Once the Education Center is open, we plan to offer more weekly camps, covering topics from identifying trees and wildlife to building growing chambers and bee hotels and cooking healthy food.
Future Programs:
The last three of our main activities will be launched when the Education Center has been built, staffed, and transformed into a hive of activity. They include
Actual and virtual trips to the Center. The multiple classrooms and teaching areas in the facility will allow Alliance Schools to come for weekly sessions in science and other schools to visit for field-trips. The entire facility is designed as a broadcast studio, with servers to support live streaming, recording, archiving, and distribution. Its long-term mission is to become a lively regional and national source for curricular materials and online lessons that meet state and national standards.
Trips to Our Embankment Greenway and Gardens
Focusing on five ways to grow food in a city, our in-person and video presentations will engage classes along our Embankment Greenway, in our aquaponic greenhouse, on a light-weight, soilless “green” roof-top area, and in raised-bed and vertical-growing gardens adjacent to the facility. Everything on the GHV campus will be available for instruction, including native Missouri prairie and savannah plantings, habitats for butterflies and native ground bees, aquaponic raft-pools and hydroton beds, hydroponic towers, and bins for composting and vermiculture. Even glimpses of the center’s electrical wiring, plumbing, and broadcasting equipment will be open to view behind plexiglass.

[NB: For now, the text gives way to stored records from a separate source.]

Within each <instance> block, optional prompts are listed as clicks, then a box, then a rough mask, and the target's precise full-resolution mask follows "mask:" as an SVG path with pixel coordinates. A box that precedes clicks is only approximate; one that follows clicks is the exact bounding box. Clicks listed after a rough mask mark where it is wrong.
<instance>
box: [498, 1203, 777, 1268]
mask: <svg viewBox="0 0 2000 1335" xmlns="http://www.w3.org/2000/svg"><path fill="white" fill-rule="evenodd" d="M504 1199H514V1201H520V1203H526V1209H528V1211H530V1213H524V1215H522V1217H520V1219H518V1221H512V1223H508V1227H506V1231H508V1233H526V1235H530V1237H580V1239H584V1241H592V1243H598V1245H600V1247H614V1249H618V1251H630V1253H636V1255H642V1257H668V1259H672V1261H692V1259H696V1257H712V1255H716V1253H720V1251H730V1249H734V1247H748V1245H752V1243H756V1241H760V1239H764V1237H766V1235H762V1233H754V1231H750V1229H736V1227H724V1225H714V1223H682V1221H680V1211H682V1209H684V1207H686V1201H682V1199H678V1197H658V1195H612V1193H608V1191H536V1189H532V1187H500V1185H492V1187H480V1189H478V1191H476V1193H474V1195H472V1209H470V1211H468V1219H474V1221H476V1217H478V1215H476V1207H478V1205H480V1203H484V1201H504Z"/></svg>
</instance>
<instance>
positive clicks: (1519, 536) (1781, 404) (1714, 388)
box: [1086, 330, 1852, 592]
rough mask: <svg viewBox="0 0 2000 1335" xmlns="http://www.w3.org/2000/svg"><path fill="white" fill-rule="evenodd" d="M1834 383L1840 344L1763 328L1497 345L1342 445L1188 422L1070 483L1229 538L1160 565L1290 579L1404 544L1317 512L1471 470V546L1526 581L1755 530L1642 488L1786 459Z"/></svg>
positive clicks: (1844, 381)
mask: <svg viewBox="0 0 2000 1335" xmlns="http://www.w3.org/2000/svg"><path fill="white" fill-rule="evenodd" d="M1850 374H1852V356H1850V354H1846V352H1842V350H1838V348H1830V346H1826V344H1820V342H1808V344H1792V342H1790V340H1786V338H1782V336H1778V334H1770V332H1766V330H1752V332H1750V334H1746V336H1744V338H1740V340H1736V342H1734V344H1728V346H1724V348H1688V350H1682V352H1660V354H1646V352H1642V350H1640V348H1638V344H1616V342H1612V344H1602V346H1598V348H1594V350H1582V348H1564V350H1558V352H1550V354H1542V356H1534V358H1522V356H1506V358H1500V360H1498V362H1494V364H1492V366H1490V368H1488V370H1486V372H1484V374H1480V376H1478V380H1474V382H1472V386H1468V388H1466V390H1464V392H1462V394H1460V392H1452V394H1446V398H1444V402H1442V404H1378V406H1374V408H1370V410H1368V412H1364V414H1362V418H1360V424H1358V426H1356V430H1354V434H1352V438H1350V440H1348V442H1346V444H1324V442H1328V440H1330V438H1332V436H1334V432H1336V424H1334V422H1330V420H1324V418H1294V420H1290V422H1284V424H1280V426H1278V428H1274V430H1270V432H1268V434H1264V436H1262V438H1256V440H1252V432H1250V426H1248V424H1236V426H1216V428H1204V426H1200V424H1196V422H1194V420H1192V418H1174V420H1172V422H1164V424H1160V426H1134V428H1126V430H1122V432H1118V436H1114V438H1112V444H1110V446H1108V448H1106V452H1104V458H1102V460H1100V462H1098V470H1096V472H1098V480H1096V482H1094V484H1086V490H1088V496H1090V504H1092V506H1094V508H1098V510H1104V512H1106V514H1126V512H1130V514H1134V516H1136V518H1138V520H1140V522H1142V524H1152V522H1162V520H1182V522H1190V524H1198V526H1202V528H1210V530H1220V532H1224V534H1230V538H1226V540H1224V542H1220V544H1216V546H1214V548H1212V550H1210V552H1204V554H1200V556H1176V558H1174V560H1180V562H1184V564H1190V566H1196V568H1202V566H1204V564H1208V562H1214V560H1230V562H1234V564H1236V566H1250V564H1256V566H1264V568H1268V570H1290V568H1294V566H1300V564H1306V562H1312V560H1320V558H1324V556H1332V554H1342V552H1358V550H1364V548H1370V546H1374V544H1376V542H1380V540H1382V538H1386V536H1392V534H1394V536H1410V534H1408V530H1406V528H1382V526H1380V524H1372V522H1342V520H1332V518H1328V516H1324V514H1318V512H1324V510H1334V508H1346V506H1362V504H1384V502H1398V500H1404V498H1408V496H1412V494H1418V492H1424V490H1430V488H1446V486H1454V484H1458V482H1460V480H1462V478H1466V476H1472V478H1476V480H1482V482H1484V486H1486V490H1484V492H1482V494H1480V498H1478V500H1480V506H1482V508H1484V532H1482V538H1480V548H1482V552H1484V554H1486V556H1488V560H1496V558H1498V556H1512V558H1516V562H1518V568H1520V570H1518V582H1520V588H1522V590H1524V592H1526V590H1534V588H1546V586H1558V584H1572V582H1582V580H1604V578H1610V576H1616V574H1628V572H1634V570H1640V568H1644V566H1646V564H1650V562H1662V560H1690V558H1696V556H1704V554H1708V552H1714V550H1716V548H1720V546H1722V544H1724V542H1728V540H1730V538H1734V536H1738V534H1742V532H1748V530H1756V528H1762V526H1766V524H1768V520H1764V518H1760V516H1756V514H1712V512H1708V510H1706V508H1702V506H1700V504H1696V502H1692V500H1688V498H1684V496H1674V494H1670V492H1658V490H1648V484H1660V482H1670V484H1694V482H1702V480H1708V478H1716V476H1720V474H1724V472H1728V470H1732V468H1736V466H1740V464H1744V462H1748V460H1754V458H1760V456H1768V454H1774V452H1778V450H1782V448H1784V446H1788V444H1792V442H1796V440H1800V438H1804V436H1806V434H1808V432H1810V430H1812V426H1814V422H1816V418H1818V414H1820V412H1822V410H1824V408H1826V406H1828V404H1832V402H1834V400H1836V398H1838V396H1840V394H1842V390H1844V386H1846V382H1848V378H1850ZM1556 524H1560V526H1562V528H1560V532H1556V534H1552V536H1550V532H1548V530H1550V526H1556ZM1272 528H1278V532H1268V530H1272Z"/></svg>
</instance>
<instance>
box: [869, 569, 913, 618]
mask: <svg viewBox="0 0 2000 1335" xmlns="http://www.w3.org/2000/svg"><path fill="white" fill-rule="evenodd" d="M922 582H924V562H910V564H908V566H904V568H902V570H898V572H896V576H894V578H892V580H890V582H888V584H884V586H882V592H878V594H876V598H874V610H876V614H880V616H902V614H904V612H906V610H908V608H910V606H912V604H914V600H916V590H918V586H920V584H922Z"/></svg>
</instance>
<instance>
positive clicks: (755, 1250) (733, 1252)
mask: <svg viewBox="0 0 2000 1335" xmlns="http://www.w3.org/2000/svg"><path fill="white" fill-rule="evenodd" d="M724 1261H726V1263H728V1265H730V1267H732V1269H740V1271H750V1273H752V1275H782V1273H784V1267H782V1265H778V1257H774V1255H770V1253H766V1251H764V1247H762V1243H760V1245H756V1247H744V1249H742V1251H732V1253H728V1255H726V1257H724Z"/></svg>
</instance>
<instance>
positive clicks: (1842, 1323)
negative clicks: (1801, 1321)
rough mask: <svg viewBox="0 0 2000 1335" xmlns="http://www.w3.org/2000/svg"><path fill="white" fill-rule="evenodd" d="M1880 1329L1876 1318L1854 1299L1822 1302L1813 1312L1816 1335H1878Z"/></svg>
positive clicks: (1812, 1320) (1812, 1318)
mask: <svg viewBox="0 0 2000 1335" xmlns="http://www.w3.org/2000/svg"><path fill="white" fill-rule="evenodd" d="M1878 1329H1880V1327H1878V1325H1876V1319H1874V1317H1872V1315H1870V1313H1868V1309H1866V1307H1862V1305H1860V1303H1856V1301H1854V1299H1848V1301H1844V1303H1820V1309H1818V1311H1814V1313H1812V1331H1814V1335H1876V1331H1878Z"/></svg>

Internet Access to Curricular Materials and Programming
Drawing on lessons piloted in our Ambassadors After-School Program, professional staff and volunteers will make available open-source materials, designs, and videos to teachers anywhere on the World Wide Web. As we branch out into further areas of science and education, we plan to invite school and university professionals to contribute ideas, graphics, and video recordings to make the Green House Venture a national force in science education.
Long-Term Support
The more personal side of our work will be to provide continuing opportunities for students and teachers. As staffing and resources permit, we will extend our current offerings in grades 4-6 to grades 7-8, and we will encourage teachers to share curricular ideas and materials with one another by internet and in summer workshops. Older students engaged in our summer camps, after-school programs, and classroom outreach activities will be involved in teaching younger students. As graduates of our programs go on, we will offer advice, support, and letters of recommendation to help them attend first-rate high schools, trade schools, and institutions of higher learning. As they reach maturity, we hope to engage them as speakers and mentors for our current students.
Workforce Development
By our integrated efforts to support STEAM education in St. Louis, the Green House Venture hopes to play a significant role in supporting the research centers, foundations, and corporations that make the region the nation’s leading hub for bio-science, agriculture, and geo-spatial research.
Above all, our dream is to use our resources and our wealth of partnerships to equip students, both nearby and at a distance, to escape the limitations of their circumstances, to engage their curiosity, to find their life passions, and to flourish, providing for their families and engaging their minds in challenging callings that bring benefits to us all.